Hughes were given the order to get out this week and by mid-March the first stores will start to be de-rigged – everything is coming out!
Whilst there was some support for the network at board level we think the network never stood a chance when Dunnhumby’s super computers (and super people) started doing the number crunching. We wiill undoubtedly be returning to the ROI and sales uplift story over the next few days.
Interestingly, especially considering that there are a number of ‘Green’ studies on the go at the moment (and have yet to report out), Tescos’ energy saving push (a big project internally to save as much power and be as ecologically friendly as possible) may have had something to do with the decision or at least tipped the balance of any decision – we know for sure that the power consumption of all the screens was looked at in detail though we are not (yet) privy to the research and the figures.
Initially it seems Tesco were excited about effectively starting again AND a brand new deployment however cannot be completely ruled out. Sources close to the company tell us that Tesco may be looking to build a new network later in the year – although it is for certain that the network will not be aisle related and will not hang TV screens 8 feet up in the air!
In the meantime we wait for the mainstream press to pick up on this story, which they undoubtedly will (it is Tesco after all) and see what spin they put on it.
What with some of the shenanigans at Walmart (and PRN) the industry needs to get its story straight, put a brave face on all of this and get its message out there (something we are helping a few others do at this very moment in time – it’s going to be a busy weekend).
March 1st, 2009 at 15:18 @679
this is yet another example of retailers talking to the wrong people about digital strategy…when will they wake up and realise that in order to develop a digital strategy you have to talk to a digital media contractor….
March 2nd, 2009 at 20:41 @903
Large kiosk touchscreens in key locations which provide useful information is the way to go, I think it is called providing a real customer service.
So for example in the wine department a large format touch kiosk (large because it would attract attention) which could help you choose the best bottle of wine to go with the meal you are cooking that night. Or a hot button on screen which simply lists best deals of the day.
You could have a large kiosk wayfinder to direct you straight to the item you want great if you are in a hurry, although I expect the large supermarkets want you to wander so you impulse buy as you go around the store
Interactivity opens up the ability to accurately measure what customers are looking for.
Simplicity of user interface is the key make the menu structure too complex you will soon lose the interest of the customer.
In these days of the iphone, people now expect all displays to be touch.
I suppose we at visualplanet are slightly biased as we make large format through glass touch screen foils that can be used in all types of large rugged public facing displays, but this is now the age of touch and consumer choice.
March 19th, 2009 at 20:18 @887
I agree with Mike in several areas. The challenge also lies in the ability of the engineers and planners to implement these solutions. Many failures in this industry are wrought with bad planning and simple inexperience when it comes to interface design and how people learn.

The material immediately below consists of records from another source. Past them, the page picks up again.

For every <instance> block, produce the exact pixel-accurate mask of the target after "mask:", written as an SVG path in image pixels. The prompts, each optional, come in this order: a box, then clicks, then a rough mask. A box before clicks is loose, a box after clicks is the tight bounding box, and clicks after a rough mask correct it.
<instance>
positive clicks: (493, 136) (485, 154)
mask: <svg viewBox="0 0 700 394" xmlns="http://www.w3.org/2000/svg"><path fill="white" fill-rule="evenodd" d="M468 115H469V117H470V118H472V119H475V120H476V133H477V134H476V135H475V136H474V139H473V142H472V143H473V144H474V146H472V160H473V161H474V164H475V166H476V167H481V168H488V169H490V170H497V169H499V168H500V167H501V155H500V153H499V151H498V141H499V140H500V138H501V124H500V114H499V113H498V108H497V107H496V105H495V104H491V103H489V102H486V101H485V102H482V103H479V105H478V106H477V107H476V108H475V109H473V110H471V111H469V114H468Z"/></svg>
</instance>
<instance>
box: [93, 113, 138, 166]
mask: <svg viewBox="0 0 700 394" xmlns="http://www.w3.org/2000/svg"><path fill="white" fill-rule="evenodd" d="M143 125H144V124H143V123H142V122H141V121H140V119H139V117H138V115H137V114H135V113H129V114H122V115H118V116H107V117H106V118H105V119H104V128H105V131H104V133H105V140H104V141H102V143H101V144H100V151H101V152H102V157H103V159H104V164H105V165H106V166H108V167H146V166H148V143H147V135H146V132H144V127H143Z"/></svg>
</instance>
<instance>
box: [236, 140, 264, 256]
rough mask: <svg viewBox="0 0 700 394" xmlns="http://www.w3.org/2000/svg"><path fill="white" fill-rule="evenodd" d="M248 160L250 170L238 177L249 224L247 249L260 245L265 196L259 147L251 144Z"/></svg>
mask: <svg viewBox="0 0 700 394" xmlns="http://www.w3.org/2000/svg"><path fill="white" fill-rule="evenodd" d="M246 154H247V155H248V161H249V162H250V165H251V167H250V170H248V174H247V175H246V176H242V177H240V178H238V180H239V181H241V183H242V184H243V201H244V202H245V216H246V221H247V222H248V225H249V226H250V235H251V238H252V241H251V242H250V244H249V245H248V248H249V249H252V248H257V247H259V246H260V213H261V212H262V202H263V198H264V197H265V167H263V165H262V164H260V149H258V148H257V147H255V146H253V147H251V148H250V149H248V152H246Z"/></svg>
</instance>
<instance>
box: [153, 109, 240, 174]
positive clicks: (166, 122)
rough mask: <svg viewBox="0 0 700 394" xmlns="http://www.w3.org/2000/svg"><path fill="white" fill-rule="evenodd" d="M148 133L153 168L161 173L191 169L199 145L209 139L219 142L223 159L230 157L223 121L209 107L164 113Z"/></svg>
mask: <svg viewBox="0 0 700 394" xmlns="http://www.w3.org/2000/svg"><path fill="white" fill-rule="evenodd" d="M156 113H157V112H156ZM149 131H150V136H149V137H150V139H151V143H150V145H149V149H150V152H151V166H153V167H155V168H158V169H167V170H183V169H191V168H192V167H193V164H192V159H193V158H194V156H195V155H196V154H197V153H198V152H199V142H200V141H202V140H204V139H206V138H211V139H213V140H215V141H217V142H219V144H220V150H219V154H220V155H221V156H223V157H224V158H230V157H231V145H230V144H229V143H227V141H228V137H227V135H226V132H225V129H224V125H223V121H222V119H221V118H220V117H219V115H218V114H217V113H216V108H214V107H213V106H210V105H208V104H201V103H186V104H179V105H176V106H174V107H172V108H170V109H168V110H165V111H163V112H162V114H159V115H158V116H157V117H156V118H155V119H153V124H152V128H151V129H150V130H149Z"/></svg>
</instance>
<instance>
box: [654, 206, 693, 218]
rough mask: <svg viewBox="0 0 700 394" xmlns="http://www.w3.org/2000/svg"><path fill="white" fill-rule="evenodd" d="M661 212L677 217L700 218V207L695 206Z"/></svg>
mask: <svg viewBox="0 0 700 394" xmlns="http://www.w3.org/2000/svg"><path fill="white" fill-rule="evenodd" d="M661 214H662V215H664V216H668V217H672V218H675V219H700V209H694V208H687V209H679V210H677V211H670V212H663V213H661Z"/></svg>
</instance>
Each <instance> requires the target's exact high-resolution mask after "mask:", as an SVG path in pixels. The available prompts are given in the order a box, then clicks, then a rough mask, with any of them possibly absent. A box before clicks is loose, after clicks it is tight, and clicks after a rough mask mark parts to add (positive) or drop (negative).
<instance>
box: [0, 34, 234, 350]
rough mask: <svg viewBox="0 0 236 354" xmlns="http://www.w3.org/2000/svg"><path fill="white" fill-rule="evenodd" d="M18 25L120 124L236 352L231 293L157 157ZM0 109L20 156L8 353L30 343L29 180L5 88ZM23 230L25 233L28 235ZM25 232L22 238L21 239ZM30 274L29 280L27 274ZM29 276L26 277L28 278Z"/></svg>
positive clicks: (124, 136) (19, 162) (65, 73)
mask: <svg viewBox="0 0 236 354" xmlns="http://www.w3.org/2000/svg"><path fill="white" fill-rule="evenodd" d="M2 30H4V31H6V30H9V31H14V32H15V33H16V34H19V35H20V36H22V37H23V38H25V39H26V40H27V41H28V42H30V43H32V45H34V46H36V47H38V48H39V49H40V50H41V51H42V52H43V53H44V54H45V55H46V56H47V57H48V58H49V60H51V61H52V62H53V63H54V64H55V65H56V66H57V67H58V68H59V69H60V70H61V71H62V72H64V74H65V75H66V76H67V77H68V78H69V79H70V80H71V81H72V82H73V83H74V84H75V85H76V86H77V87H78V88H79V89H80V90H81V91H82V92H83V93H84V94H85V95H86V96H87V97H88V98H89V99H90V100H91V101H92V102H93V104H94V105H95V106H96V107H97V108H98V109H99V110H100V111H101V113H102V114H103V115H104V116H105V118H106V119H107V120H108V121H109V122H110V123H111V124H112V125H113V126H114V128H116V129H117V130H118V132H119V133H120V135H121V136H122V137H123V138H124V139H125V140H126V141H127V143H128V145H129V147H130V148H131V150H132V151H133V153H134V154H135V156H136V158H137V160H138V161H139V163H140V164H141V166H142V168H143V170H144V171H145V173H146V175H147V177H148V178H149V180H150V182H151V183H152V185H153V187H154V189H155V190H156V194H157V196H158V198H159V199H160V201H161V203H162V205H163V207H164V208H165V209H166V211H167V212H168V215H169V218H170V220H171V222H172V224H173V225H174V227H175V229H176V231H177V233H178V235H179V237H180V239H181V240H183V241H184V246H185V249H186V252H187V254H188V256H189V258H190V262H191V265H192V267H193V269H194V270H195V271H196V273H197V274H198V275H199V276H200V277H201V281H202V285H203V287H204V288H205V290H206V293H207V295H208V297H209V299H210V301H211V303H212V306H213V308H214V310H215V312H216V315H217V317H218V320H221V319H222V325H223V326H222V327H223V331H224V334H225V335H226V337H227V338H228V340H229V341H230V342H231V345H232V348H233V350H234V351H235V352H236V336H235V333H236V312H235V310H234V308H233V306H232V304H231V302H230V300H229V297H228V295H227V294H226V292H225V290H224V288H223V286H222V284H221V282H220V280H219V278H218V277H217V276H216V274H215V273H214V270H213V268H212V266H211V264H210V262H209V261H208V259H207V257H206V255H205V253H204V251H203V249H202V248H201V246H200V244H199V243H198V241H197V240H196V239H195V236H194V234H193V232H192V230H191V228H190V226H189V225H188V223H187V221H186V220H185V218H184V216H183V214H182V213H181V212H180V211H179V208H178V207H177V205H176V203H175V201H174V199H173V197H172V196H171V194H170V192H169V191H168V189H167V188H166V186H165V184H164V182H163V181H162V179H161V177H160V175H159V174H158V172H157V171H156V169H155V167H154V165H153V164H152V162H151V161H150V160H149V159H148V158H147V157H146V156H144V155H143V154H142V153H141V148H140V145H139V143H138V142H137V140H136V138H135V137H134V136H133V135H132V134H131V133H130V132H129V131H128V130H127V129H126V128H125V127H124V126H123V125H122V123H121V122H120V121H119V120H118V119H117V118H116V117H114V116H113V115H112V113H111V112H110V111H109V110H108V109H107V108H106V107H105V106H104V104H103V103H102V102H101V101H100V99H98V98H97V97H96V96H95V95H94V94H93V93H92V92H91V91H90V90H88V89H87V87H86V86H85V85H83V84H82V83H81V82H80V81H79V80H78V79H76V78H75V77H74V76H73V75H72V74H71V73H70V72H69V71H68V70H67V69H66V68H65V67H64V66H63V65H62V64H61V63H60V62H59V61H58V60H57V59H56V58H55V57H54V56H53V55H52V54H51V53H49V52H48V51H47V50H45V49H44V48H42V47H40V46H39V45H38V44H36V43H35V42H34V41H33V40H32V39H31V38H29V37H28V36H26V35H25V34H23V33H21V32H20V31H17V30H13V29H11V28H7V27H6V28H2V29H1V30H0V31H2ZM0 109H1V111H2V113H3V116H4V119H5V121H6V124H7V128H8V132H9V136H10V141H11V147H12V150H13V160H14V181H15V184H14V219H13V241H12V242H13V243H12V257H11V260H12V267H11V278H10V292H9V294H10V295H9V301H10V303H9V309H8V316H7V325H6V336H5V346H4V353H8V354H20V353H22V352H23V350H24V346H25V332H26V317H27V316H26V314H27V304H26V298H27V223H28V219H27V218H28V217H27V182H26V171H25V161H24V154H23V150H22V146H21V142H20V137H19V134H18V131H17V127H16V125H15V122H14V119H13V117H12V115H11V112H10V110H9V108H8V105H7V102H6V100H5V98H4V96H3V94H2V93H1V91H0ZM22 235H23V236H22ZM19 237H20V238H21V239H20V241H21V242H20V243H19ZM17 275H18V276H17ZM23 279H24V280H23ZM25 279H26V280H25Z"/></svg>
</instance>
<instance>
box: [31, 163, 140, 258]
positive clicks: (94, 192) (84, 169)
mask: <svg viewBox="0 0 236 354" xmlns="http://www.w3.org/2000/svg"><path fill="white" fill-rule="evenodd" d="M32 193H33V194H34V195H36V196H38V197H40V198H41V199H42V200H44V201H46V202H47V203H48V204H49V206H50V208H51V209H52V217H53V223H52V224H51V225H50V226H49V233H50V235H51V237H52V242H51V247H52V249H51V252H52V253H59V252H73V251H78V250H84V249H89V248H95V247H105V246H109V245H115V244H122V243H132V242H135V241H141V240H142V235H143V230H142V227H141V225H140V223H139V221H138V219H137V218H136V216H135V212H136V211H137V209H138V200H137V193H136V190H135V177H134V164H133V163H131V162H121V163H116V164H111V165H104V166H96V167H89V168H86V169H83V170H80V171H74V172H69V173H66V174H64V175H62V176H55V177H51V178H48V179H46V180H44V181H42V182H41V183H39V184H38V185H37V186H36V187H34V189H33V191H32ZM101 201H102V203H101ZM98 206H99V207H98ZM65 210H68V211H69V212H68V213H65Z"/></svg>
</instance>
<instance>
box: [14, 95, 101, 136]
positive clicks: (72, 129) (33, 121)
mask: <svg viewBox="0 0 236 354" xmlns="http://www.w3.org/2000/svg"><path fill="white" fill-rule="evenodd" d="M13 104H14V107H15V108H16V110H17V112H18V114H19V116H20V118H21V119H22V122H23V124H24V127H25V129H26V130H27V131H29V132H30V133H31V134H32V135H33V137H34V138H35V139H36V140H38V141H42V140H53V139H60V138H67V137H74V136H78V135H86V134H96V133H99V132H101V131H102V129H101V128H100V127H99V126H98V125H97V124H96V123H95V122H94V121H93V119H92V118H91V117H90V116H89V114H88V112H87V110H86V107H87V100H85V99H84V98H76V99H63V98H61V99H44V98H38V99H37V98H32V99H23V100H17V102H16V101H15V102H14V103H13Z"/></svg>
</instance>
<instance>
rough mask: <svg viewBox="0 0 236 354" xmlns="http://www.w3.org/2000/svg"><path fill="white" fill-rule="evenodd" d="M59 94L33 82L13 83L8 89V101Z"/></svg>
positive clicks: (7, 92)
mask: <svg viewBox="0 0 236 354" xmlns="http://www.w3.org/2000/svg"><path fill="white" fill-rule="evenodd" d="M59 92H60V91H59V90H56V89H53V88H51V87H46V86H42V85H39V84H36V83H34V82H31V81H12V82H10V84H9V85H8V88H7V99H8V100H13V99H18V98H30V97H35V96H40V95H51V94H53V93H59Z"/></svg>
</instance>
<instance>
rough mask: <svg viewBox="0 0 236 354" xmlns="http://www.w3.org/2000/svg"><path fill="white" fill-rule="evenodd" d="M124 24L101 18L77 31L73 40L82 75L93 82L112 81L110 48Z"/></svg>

While Mike’s idea to point someone to an object in the store sounds great, it would be nearly impossible to keep up with the ever changing landscape in a grocery store. Wayfinding is also a GIS science that few in the DS marketplace understand.
It’s my job to design these solutions with all these factors involved including 3D art and animation for content. As long as chains continue to think they can just hang panels and voila! they have a DS network, we will continue to see failures. The value we bring to the situation is a solid understanding of all aspects of the planning, installation, ROI, content creation and management.